Er zit maar één ding op om na te gaan of u borstvoeding kunt geven: uitproberen.

Colostrum

Normaal produceert een moeder kleine hoeveelheden colostrum (de eerste moedermelk, ook wel 'biest' genoemd) gedurende de eerste paar dagen na de bevalling. Deze kleine hoeveelheden passen precies in de kleine maag van de pasgeborene. Door heel vaak aan te leggen, afwisselend links en rechts, krijgt de baby toch een aardige hoeveelheid colostrum binnen per 24 uur.

U vertelde dat uw rechterborst colostrum lekt. Dat is goed nieuws, want dat betekent dat er toch een verbinding is tussen het klierweefsel in de borst en de uitgang van de tepel. Probeer dan ook om in de eerste dagen heel vaak aan te leggen. U kunt daarbij de borsten masseren in de richting van de tepel, om zodoende zo veel mogelijk colostrum aan de baby te geven. Rond de 3e of 4e dag komt de melkproductie meestal meer op gang. Ook dan kan de baby zo veel mogelijk aangelegd worden.

Goed opletten

Voor iedereen die te maken heeft gehad met operaties (of andere beschadigingen) aan de borst, is extra oplettendheid na de bevalling geboden. Dat wil zeggen: opletten hoe het gewicht van de baby zich ontwikkelt.

Elke keer als de baby wakker is, is het tijd om te voeden. U kunt in de gaten houden hoeveel vieze en natte luiers de baby heeft. Daarnaast is het – in een geval zoals dat van u – verstandig om het gewichtsverlies in de eerste week nauwlettend in de gaten te houden. Maar ook als de melkproductie flink op gang is gekomen, in de eerste paar weken, is het verstandig om het gewicht van de baby goed in te gaten te houden.

Eventuele bijvoeding

Als blijkt dat het nodig is om bijvoeding te geven, kunt u gebruik maken van een borstvoedings-ondersteuningsset. De bijvoeding hangt dan in een container om uw nek, en komt via een slangetje op uw tepel bij de baby.

Wanneer de baby normaal wordt aangelegd en zuigt, krijgt hij de melk en wordt tegelijkertijd de borst gestimuleerd. De baby hoeft dan niet aan een fles te wennen en verleert het drinken aan de borst niet.

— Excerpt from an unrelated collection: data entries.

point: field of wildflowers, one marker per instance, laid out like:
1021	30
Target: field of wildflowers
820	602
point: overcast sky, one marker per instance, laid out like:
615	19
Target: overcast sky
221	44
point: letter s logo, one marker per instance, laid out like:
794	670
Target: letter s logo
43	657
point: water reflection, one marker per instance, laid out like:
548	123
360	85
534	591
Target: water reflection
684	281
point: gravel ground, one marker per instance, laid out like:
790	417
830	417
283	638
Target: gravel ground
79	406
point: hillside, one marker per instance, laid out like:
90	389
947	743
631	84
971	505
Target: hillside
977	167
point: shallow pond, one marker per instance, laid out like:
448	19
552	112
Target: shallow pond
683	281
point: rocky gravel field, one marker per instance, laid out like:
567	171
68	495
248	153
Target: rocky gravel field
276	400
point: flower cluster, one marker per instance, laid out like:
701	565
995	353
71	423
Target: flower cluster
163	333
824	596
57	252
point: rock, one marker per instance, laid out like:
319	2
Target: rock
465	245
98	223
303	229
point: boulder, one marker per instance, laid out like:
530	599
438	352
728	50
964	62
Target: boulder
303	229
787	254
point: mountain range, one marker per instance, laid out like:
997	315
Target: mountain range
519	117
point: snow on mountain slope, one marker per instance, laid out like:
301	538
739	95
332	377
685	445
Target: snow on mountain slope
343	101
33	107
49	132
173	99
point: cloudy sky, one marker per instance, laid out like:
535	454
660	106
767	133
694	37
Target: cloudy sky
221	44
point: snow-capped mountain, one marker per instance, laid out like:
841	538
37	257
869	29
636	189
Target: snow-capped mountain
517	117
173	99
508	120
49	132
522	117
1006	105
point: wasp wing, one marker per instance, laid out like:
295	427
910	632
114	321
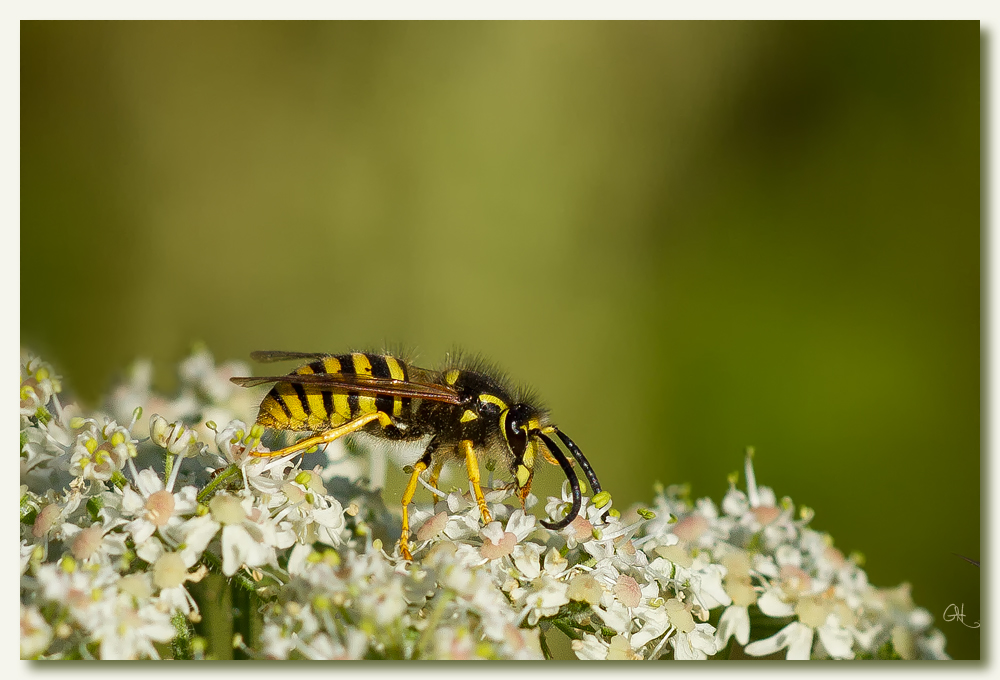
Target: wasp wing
361	383
270	356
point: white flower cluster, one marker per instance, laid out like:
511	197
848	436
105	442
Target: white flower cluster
117	520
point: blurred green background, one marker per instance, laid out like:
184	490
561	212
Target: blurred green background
689	237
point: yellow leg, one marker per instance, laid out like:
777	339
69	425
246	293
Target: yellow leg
411	488
472	465
327	436
435	473
549	458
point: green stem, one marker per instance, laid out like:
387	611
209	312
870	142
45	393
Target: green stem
432	622
546	652
567	630
181	643
217	480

Stimuleren van de melkproductie

Het kan nodig zijn om de melkproductie te stimuleren. Daar zijn allerlei methodes voor, bijvoorbeeld:

  • een volautomatische dubbelzijdige kolf gebruiken om de melkproduktie op gang te brengen (zulke kolven zijn te huur bij lactatiekundigen, bij de thuiszorg en bij medische speciaalzaken);
  • zo vaak mogelijk aanleggen;
  • de borsten zo goed mogelijk legen (bijvoorbeeld door nakolven);
  • veel huid-op-huid contact hebben met de baby;
  • zonodig: het toepassen van medicijnen (zoals Domperidon) en/of kruiden, zoals borstvoedingsthee en fenegriek (een lactatiekundige kan u hier meer over vertellen);

Een tip tot slot: neem contact op met een lactatiekundige bij u in de buurt. Die kan u – na de bevalling – bijstaan als er problemen ontstaan bij de borstvoeding.